Yes, the analysis that you describe makes sense statistically. In single-cell RNA sequencing, clusters typically represent distinct cell populations or states. Comparing differential expression between subsets of cells from different clusters under the same condition (for example, Cluster1_WT versus Cluster2_WT) is equivalent to testing for gene expression differences between those populations within that condition. This is valid as long as each subset contains sufficient cells for reliable statistical testing, and the clustering is robust.
The potential issue is not statistical invalidity, but interpretation. If the clusters were identified using all cells (including both wild-type and mutant), the cluster assignments already account for condition-related differences to some extent. However, subsetting by condition and then comparing clusters isolates the comparison to condition-specific differences between cell populations.
In Seurat, you can perform this analysis without splitting the object and re-clustering, which risks altering cluster definitions. Instead, proceed as follows:
# Subset to wild-type cells
WT <- subset(YourSeuratObject, subset = Condition == "WT")
# Set cluster identities
Idents(WT) <- "seurat_clusters" # or your cluster column
# Run differential expression between Cluster1 and Cluster2
DE_WT <- FindMarkers(WT, ident.1 = "1", ident.2 = "2", test.use = "wilcox") # adjust test as needed
Repeat the process for mutant cells. This approach uses the original clustering while restricting to the condition of interest.
If cell numbers in subsets are low, consider pseudobulking (via aggregate expression across cells in each cluster-condition combination) before differential expression to improve power, but this is optional.
Kevin
Here are some past threads that would be useful :
Using Pseudobulk Approach for Identifying Marker Genes Within a Single Condition
scRNA-seq: How does cell number in clusters affect the number of DE genes?
Best choices for DGE and pathway enrichment analysis in single cell data using pseudobulk?

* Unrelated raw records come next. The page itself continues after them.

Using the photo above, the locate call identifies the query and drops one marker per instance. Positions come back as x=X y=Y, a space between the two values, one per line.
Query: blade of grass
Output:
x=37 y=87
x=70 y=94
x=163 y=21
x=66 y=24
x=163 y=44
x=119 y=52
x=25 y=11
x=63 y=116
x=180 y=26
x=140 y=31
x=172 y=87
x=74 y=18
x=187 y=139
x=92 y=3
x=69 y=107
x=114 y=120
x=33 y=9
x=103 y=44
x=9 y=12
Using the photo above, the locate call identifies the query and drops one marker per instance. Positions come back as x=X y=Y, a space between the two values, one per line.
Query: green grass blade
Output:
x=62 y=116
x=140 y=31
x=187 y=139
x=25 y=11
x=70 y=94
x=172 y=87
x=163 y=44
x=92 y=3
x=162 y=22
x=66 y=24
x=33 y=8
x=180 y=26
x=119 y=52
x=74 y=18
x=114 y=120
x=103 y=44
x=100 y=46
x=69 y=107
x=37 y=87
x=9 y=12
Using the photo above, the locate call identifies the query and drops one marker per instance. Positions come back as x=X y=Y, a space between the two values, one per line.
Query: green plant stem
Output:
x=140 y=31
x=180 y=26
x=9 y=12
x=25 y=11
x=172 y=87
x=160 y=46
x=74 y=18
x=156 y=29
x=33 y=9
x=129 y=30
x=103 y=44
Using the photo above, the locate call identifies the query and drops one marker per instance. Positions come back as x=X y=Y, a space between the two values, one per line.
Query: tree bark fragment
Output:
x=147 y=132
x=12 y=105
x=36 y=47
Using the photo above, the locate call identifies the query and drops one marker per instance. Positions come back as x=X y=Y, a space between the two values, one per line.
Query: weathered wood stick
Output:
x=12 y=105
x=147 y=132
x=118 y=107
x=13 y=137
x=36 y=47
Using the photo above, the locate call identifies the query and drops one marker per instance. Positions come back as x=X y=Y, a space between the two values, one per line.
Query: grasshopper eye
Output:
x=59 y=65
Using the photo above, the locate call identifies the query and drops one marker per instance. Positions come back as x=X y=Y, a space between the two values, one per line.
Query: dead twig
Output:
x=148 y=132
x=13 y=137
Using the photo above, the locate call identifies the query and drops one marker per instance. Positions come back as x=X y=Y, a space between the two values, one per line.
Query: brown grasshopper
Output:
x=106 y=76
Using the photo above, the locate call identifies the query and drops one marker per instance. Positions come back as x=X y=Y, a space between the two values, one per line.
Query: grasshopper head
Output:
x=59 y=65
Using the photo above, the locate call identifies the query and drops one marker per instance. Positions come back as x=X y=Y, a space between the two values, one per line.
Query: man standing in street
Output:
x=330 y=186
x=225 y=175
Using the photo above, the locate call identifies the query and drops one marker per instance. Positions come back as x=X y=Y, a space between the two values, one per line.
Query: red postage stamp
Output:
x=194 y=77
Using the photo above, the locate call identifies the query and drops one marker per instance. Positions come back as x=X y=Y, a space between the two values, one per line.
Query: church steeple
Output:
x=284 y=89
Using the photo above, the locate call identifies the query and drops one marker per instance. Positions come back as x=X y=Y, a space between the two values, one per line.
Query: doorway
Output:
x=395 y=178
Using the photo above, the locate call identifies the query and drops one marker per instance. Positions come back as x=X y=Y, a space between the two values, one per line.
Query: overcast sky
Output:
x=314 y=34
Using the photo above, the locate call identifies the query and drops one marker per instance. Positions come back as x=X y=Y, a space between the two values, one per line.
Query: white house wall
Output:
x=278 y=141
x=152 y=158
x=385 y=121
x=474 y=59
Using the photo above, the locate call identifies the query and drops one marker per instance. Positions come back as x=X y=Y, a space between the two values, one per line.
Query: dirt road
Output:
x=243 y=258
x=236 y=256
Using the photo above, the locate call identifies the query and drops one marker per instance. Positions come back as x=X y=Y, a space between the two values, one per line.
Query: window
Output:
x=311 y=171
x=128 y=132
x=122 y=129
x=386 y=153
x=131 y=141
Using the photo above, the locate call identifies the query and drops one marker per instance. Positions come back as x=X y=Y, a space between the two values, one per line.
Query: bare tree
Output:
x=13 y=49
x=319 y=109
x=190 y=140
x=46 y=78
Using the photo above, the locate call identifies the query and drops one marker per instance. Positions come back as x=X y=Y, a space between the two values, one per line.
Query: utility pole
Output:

scRNAseq Differential expression analysis
https://bioconductor.org/books/3.21/OSCA.multisample/multi-sample-comparisons.html#creating-pseudo-bulk-samples
Thank you, I will check out the links. Although I'm not certain that pseudobulking is the issue here, I've run DE pseudobulking before. What I haven't tried is what the user is requesting, comparing a subset of Cluster1 vs a subset of cluster2.
Thanks for clarifying. I missed the "subset" part from your question. What criteria will you be using to subset the data? Can you share the basis of this odd request.
It's just as it is. Actually it's not Ctrl vs Treated - it's Wild Type vs Mutant. Almost each cluster contain an overlap of WT and Mutant cells.
The user just really really wants to compare cells Cluster1_WT vs Cluster2_WT, and same for Mutant.
I think I've come up with a possible solution. Split the seurat object into 2 - "WT" and "Mutant". Then run clustering separately for each object. After that the user can compare Cluster1 vs Cluster2 as much as they want.